Emboldened by a glimpse of the potential of a new HIV vaccine, more than 1,000 researchers from around the world are gathering in Atlanta this week to share their thoughts on the best strategies for finally finding a shot which can guard against the lethal virus.
"Over the past year, scientists have identified neutralizing antibodies against HIV, which are a fundamental building block for developing a vaccine," Mitchell Warren, executive director of the Aids Vaccine Advocacy Coalition, tells the Guardian. "In addition, we had the Thai vaccine trial that for the first time ever showed we could have vaccine protection against HIV in humans. These are both game-changing developments."
But Warren and others in the field say they've been alarmed to see a significant drop in funding for the work, which has been primarily subsidized by the U.S. Critics point out that several G8 countries have done little to finance R&D on a new vaccine.
As PhysOrg reports, some of the most intriguing new insights on HIV vaccines are based on a handful of people who have a natural immunity to the virus. And new work is being published in Nature, which delves into the molecular workings of anti-HIV antibodies.

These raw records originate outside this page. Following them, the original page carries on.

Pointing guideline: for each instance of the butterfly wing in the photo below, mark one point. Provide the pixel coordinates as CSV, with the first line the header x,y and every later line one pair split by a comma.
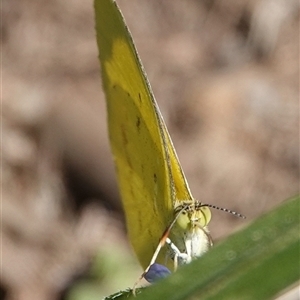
x,y
137,139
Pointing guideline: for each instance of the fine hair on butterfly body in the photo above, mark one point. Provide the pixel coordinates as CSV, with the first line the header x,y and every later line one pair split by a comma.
x,y
189,234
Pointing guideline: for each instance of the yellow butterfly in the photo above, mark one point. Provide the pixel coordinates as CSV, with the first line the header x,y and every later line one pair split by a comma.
x,y
157,201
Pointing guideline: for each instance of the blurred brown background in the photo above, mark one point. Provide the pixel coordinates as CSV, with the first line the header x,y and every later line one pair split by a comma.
x,y
226,76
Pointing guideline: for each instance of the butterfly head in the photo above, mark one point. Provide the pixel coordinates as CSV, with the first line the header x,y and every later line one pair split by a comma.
x,y
191,215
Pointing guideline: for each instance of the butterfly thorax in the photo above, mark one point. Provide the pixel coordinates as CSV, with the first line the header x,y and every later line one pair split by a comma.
x,y
190,234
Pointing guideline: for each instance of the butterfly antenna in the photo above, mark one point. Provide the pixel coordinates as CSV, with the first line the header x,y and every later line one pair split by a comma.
x,y
225,210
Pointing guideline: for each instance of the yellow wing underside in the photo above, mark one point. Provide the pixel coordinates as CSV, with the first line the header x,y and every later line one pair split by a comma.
x,y
149,174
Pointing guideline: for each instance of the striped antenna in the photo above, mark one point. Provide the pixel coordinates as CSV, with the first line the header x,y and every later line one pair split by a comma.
x,y
225,210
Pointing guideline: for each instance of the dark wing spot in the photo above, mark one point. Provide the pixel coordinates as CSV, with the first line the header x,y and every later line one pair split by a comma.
x,y
124,136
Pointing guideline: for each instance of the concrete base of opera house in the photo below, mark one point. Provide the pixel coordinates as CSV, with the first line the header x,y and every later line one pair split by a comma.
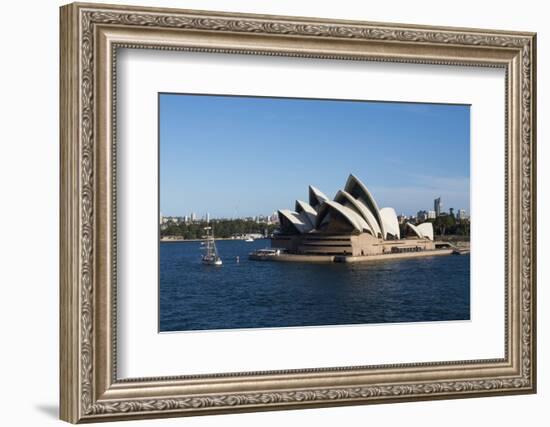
x,y
285,257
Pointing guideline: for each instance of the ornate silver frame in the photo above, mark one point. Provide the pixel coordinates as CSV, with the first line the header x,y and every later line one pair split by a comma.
x,y
90,36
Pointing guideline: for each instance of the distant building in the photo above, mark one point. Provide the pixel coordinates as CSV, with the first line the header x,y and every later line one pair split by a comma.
x,y
437,206
422,216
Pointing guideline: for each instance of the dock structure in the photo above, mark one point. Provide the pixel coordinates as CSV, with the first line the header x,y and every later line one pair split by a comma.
x,y
350,228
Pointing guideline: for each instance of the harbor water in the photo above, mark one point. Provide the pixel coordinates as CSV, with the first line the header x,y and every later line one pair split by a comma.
x,y
252,294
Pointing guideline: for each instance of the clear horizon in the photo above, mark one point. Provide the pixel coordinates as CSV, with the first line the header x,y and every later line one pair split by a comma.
x,y
235,156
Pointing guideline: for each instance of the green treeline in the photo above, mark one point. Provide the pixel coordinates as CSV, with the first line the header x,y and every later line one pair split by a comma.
x,y
222,228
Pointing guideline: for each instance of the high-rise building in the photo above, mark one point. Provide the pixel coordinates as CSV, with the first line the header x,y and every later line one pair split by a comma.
x,y
422,216
437,206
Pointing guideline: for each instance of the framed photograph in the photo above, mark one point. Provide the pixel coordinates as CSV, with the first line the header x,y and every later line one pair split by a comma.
x,y
266,212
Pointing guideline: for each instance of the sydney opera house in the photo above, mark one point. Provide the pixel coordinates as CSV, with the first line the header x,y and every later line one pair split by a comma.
x,y
351,224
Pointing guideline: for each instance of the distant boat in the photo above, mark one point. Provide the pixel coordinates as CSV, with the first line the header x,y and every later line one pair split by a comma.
x,y
208,245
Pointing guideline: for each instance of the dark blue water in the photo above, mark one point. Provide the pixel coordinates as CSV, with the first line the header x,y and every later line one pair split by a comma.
x,y
255,294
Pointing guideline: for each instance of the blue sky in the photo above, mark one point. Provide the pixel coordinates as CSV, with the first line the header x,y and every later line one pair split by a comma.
x,y
237,156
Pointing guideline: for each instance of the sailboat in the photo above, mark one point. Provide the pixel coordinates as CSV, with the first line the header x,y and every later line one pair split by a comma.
x,y
210,256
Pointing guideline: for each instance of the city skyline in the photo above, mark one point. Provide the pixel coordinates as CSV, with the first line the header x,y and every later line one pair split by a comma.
x,y
409,153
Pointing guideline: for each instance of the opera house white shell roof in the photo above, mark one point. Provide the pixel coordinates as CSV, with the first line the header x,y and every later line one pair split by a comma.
x,y
353,210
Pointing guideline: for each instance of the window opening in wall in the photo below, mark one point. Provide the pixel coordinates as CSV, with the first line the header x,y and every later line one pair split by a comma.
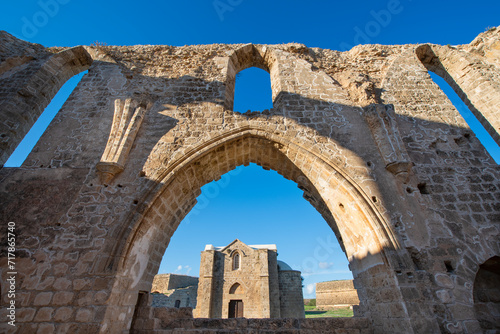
x,y
236,261
252,91
484,137
29,141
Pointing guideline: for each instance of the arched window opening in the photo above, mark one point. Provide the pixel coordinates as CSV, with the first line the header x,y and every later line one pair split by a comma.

"Nobody yet can make a vaccine that elicits these broadly neutralizing antibodies, but here are patients who can do it, so let's understand how," says Michel Nussenzweig, Sherman Fairchild Professor and head of the Laboratory of Molecular Immunology. "That's the theme in this work. The reason the research community is not making this vaccine is not that we're not good engineers. We are. The reason is that we don't understand how these patients produce these antibodies, and that's what we're figuring out. If we know how they're doing it, we might learn how to reproduce it."